生活老師聯系不上她媽媽,好在通過班主任輾轉聯系上了吳念的這位叔叔。
發熱門診的輸液室裏,孫擇良進來時醫生正在給吳念做記錄。
“孫醫生?”武醫生被突然出現的老同學弄的一愣,他眨眨眼:“你怎麽……來看望病人?”小三子沒穿工作服,顯然不是在工作時間。

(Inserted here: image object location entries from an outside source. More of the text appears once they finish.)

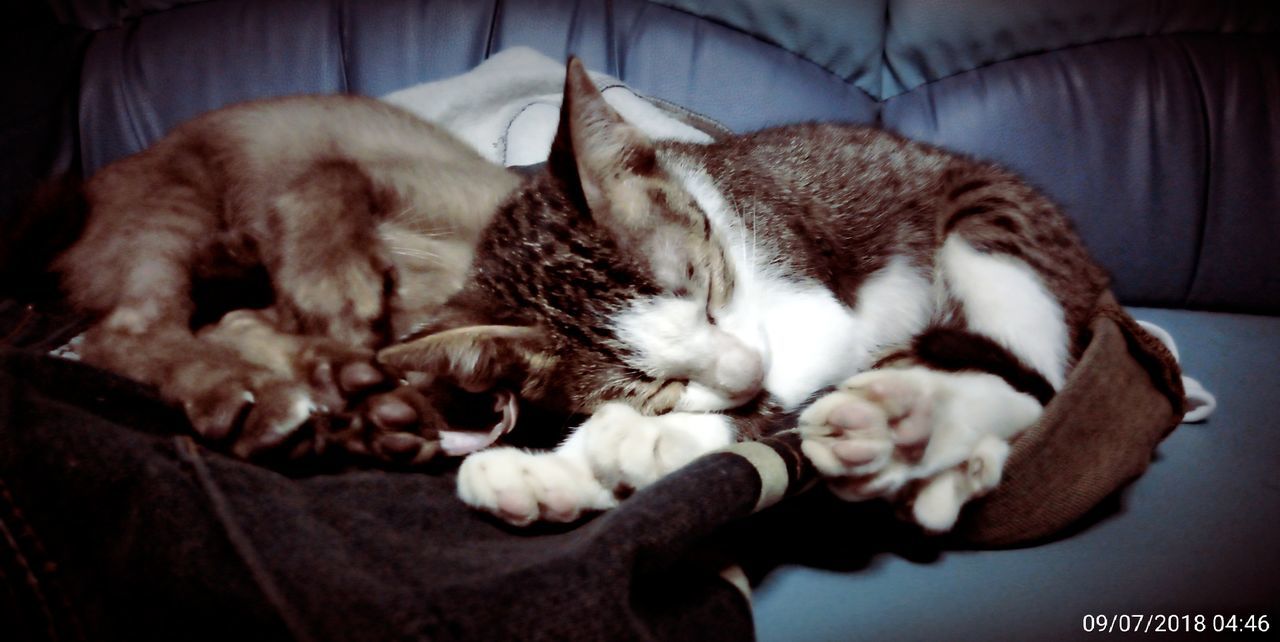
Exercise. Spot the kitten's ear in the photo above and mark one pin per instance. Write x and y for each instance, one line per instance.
(478, 357)
(612, 168)
(599, 152)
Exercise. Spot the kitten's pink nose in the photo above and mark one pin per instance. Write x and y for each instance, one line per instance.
(739, 370)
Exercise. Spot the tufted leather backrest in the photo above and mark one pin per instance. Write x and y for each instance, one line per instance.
(1156, 124)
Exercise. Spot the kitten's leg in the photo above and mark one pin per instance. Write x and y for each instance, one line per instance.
(931, 426)
(359, 412)
(327, 262)
(617, 449)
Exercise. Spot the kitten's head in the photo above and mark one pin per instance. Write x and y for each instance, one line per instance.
(599, 280)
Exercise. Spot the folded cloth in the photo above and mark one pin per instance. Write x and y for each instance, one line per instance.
(508, 108)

“嗯。”孫擇良點頭來到一張輸液座椅旁邊,“我小侄女。”
武醫生打量一眼跟在孫擇良身後進來的女人,推了一下眼鏡道:“這孩子沒什麽事,只是有些炎症又着了涼,吊着消炎藥再發發汗就好了。”
“謝謝。”孫擇良說。
武醫生在他肩頭拍一巴掌,“跟我客氣,先去忙了,有什麽情況就招呼。”
醫生和護士離開,吳念被孫擇良從生活老師的懷裏接過來。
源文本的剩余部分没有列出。